MLBPA origins under Marvin Miller

May 4, 2022

The players were upset with the way they were being treated by the owners, so in late 1965, they decided to try and unionize again.

Instead of having the union run by a player, like in previous attempts, they went out and got an economist from the United Steelworkers of America named Marvin Miller.

By March of 1966, the players announced they were nominating Marvin Miller for the position of Executive Director. In April, he was elected Executive Director by a vote of 489-136. Miller was not allowed to be funded by the hall clubs, and only had a bank balance of $5,700 and a single file cabinet. Before a new bargaining agreement could be negotiated, Miller improved the pension plan.

In 1968, Miller negotiated on behalf of the players and raised the minimum salary to $10,000. One of Miller’s crowning achievements was getting the league to allow players arbitration to resolve grievances.

In 1969 Curt Flood, a player for the Cardinals, was traded to the Phillies in the offseason. He challenged the trade, declaring ‘he wasn’t a piece of property’. At the time, free agency didn’t exist; the only way to leave a team was being traded or released.
Flood didn’t want to leave St. Louis after being there for 12 years, and at the time the Phillies weren’t a good team.

The commissioner didn’t intervene in the trade, forcing Flood to take the issue to MLBPA executive director Marvin Miller. Miller said he would fund Flood’s lawsuit and back him throughout the process.

The case was brought before the Supreme Court in 1972. Flood compared the reserve clause to slavery, but the Court decided in favor of the MLB 5-3. Flood was blackballed by baseball during and after the lawsuit, but his case paved the way for players getting to enter free agency.

Three years after the case, players Andy Messersmith and David McNally challenged the reserve clause. Instead of having the case heard in a court of law, it was heard by an independent arbitrator. Messersmith and McNally won their case, and players were granted the ability to enter free agency after a certain amount of years. During the case, attorney Donald Fehr assisted the players in their case.

He would develop a life long friendship with Miller and be an integral part in the MLBPA.  He served on the union’s general counsel until 1986, eventually becoming Executive Director.

When Fehr became Executive Director, the players’ median salary went from 413,000 to almost 3 million dollars when he retired in 2009.

The owners were still upset over the players’ right to free agency, so from 1985 through the 1987 offseason, the owners conspired to not sign any free agents. The MLBPA filed grievances in ‘86 and ‘87. Arbitrator Tom Roberts decided that the owners violated the Basic Agreement in the league’s first collusion case. In January 1988 10.5 million dollars was awarded to the players hurt by the collusion.

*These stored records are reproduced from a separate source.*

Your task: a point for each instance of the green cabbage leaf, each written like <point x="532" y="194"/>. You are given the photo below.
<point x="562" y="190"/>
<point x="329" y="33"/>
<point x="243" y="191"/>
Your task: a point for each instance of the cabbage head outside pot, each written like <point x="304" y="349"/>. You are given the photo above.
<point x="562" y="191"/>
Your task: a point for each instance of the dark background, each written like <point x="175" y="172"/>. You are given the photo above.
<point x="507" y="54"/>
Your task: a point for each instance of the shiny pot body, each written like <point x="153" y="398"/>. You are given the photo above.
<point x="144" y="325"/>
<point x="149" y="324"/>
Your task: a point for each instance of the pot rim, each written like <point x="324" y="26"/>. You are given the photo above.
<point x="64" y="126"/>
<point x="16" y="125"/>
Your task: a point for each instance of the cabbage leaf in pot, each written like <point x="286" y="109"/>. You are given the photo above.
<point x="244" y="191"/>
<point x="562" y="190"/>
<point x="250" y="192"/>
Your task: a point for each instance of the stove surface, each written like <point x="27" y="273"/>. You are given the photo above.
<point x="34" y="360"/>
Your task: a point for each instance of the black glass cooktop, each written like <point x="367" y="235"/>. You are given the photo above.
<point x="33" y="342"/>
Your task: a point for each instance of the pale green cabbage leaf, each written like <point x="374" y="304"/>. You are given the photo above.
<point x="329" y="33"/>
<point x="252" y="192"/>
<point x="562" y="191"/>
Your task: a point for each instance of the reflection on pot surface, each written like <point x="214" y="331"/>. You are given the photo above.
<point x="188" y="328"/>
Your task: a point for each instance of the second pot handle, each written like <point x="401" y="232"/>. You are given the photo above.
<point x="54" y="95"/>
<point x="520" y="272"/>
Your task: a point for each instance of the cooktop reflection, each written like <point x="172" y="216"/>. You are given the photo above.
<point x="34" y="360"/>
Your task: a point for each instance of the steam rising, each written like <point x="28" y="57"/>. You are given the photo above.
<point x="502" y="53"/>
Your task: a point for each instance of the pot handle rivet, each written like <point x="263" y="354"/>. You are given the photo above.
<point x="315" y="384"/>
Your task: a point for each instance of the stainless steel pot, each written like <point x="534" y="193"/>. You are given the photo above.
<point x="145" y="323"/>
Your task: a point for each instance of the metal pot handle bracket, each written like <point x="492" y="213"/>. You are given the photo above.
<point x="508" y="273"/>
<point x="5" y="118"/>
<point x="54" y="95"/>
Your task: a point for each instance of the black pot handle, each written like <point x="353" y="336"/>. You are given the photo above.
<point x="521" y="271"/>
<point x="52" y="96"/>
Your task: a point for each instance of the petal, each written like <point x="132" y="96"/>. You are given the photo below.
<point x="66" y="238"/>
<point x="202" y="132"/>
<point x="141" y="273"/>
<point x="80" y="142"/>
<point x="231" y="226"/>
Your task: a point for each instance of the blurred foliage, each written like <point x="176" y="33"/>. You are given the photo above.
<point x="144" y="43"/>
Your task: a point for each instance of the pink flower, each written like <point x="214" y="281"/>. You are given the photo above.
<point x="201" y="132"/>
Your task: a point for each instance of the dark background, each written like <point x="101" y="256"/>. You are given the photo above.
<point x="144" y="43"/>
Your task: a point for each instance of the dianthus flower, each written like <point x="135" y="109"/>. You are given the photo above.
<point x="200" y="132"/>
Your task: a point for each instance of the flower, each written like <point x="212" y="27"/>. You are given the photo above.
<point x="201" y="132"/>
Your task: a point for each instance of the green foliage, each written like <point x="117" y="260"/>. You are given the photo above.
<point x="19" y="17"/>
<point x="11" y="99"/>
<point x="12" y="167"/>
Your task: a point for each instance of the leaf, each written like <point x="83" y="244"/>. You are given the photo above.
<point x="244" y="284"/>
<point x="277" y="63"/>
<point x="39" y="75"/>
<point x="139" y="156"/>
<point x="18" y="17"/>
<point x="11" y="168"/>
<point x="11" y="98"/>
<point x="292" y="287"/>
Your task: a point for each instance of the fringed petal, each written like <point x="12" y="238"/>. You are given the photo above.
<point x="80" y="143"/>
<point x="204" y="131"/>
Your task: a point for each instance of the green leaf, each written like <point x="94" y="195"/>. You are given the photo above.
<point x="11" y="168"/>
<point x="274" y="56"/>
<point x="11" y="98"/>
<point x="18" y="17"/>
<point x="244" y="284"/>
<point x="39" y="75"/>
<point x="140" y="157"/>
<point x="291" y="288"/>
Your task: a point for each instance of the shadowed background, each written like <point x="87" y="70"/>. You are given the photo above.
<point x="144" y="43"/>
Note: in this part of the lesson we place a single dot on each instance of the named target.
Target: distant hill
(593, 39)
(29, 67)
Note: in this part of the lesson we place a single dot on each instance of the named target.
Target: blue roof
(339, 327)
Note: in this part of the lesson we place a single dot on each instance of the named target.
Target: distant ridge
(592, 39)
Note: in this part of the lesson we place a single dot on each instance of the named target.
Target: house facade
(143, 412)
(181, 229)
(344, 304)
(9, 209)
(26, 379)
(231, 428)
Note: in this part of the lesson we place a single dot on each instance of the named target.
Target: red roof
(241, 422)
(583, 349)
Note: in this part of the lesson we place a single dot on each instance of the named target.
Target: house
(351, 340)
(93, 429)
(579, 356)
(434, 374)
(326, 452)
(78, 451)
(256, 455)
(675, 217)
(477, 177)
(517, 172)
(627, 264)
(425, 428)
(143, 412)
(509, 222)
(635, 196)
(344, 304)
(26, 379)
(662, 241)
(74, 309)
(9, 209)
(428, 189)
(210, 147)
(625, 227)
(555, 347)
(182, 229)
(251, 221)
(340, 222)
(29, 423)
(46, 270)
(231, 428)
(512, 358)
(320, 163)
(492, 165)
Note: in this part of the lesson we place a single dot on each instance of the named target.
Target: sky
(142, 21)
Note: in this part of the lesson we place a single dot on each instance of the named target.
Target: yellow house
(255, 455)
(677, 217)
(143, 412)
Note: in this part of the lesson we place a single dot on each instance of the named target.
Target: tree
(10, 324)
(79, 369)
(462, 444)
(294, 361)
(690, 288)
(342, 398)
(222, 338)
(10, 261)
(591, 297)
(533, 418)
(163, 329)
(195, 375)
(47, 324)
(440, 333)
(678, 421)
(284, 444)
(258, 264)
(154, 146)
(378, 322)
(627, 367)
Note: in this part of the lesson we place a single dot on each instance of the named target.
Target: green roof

In 1989, another arbitrator, George Nicolau, ruled the owners violated the Basic Agreement in the league’s second collusion case, this time awarding the players 38 million dollars in damages. Another collusion grievance was filed by the MLBPA in Jan. 1988, claiming the owners created an “information bank” and attempted to restrain players’ salaries.

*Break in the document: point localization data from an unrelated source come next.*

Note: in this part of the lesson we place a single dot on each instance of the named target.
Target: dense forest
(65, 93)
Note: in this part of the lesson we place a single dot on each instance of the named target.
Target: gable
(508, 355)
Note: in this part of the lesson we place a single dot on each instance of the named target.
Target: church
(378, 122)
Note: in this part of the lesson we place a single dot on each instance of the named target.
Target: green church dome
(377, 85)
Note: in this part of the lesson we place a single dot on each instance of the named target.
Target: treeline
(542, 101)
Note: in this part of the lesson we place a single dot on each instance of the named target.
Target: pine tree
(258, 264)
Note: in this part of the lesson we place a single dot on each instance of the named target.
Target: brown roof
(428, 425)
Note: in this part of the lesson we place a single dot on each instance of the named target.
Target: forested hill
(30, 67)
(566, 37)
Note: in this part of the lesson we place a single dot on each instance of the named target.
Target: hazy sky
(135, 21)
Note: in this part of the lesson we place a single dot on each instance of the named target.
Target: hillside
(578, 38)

In November 1990, a settlement to all three cases was met, and 280 million dollars in total was awarded in damages.

Fehr led the union through a lockout in Spring Training in 1990, and famously through the 1994-1995 strike. Fehr retired in 2009, with the union as strong as ever.

Currently, Tony Clark is Executive Director and led the players through a 99 day lockout in which the owners tried to break the union up once again. The union is one of the strongest in the country, and it is a model example for unions everywhere.